When we get our electricity bills, it shows that we have used a certain number of units for the given period. When we go to buy appliances, most of them have watts mentioned on them. If you find it difficult to understand the relation between the two, then you are not alone. Electricity bill and its components are confusing to many and with this article we will try to explain what are watt, kilowatt and a unit of electricity.
Power and Energy/Electricity
Power and Energy/Electricity are two words that are used so much for each other that many feel that they mean the same. Interestingly both of them have a very different meaning. Power is the rate at which electricity is used and energy/electricity is the actual consumption. To give an analogy, power is similar to speed but electricity/energy is the actual distance travelled.
So Power x Time = Electricity (or energy)
Just like Speed x Time = Distance Travelled.
Power and its units
Power is always represented in watt (W) or kilowatt (kW).
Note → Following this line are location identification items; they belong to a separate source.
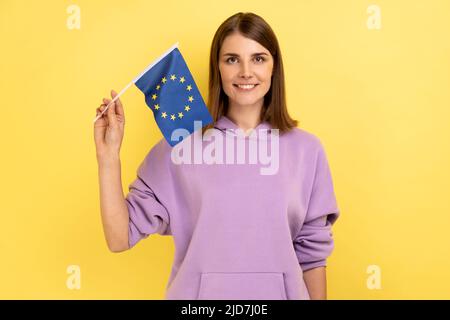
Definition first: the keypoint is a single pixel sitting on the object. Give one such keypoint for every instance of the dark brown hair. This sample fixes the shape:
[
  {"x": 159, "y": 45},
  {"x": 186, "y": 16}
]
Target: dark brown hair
[{"x": 256, "y": 28}]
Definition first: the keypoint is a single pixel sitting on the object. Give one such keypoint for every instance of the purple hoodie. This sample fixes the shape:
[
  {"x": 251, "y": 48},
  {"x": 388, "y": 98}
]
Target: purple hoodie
[{"x": 239, "y": 234}]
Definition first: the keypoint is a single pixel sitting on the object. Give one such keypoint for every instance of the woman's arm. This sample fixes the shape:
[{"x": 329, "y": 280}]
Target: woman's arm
[{"x": 316, "y": 283}]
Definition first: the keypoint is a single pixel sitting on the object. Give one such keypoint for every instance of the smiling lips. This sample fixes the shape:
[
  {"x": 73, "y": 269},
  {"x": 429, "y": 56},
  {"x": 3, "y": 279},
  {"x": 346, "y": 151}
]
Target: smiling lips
[{"x": 245, "y": 87}]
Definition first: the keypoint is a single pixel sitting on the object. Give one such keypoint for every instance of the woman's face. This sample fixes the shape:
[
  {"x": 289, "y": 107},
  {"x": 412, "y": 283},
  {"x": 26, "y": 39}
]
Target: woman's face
[{"x": 244, "y": 61}]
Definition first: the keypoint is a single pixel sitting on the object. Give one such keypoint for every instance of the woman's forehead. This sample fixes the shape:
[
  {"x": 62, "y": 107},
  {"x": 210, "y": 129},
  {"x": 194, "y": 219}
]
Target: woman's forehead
[{"x": 239, "y": 45}]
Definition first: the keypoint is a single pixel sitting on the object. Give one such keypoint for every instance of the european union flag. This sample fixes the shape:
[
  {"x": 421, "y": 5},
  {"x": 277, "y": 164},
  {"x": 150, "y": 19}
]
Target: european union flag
[{"x": 171, "y": 93}]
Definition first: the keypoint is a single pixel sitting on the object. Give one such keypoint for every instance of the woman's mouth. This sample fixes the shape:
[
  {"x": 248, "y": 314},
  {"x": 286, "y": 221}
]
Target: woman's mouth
[{"x": 245, "y": 87}]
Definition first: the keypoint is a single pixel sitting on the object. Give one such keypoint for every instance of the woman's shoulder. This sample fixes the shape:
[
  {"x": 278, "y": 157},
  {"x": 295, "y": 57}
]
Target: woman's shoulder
[{"x": 303, "y": 138}]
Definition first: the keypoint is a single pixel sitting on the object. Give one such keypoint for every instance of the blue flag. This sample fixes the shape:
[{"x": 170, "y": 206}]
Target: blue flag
[{"x": 171, "y": 93}]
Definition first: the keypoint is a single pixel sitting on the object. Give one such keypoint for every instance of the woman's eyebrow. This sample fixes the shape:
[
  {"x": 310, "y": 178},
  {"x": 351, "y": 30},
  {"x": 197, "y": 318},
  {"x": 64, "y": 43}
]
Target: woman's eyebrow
[{"x": 254, "y": 54}]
A thousand (1000) watts make one kilowatt. So if any appliance is rated as 1.2 kW then it means that it consumes electricity at a rate of 1200 W. Now as we discussed earlier that power is the rate at which electricity is consumed and not the actual electricity consumed, Watt or Kilowatt just represent the rate at which electricity is consumed per hour. Which means that when you buy a 100 W bulb, it does not consume 100 units of electricity but consumes at a rate of 100 W.
Energy/Electricity and its units
A unit (as mentioned on the electricity bills) is represented in kWH or Kilowatt Hour. This is the actual electricity or energy used. If you use 1000 Watts or 1 Kilowatt of power for 1 hour then you consume 1 unit or 1 Kilowatt-Hour (kWH) of electricity. So the reading on the electricity meter represents the actual electricity used. Just like the odometer on your vehicle that shows the actual distance travelled by the vehicle, electricity meter shows the amount of electricity that is used. So a 100-Watt bulb if kept on for 10 hours will consume:
100 x 10 = 1000 Watt-Hour = 1 Kilowatt-Hour (kWH) = 1 units (on your meter).
Estimating units consumed by any appliance
Now with most of the concepts explained we would like to make it easy for you to calculate how much units does any appliance consume. Most appliances have wattage written on them (either on their container box or somewhere on the appliance). Once you have the wattage, next you need to figure out how many hours a day do you use it. After that you can use the formula below:
Daily Units = (Wattage x Usage hours per day) ÷ 1000
Monthly Units = Units x 30 (or 28,29,31 based on month)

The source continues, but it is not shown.